12. Modeling III - CSCI 9 - Practical Data Science

Once we have features and a regression model, we ask harder questions: Are predictors on comparable scales? Do some columns duplicate information? Does the model generalize beyond the rows we used to fit it? This chapter focuses on standardization, multicollinearity, and ideas of generalization that sit between basic regression and more flexible models.

You may have fit linear models in earlier work; here we stress diagnostics and humility: a good training fit does not guarantee good predictions on new data.

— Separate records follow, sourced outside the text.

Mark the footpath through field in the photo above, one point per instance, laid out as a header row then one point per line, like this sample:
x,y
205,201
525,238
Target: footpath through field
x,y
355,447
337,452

Standardization and scale¶

Predictors measured in different units (dollars vs. years vs. counts) can make coefficients hard to compare and optimization less stable. Standardizing (zero mean, unit variance) or normalizing puts numeric features on a common scale. For interpretation, we distinguish scaling done for numerical reasons from scaling done because the variable’s natural units are not meaningful in the model.

Multicollinearity¶

When two or more predictors are highly correlated, coefficient estimates can swing widely with small data changes (multicollinearity). We detect this with correlation matrices and variance inflation factors (VIF), and respond by dropping redundant features, combining them, or using regularization. Understanding multicollinearity helps you read regression output honestly.

Toward more flexible models¶

With standardized features and an eye on related predictors, we are ready for hyperparameter tuning, cross-validation, and models such as decision trees that capture non-linear structure without hand-building every interaction.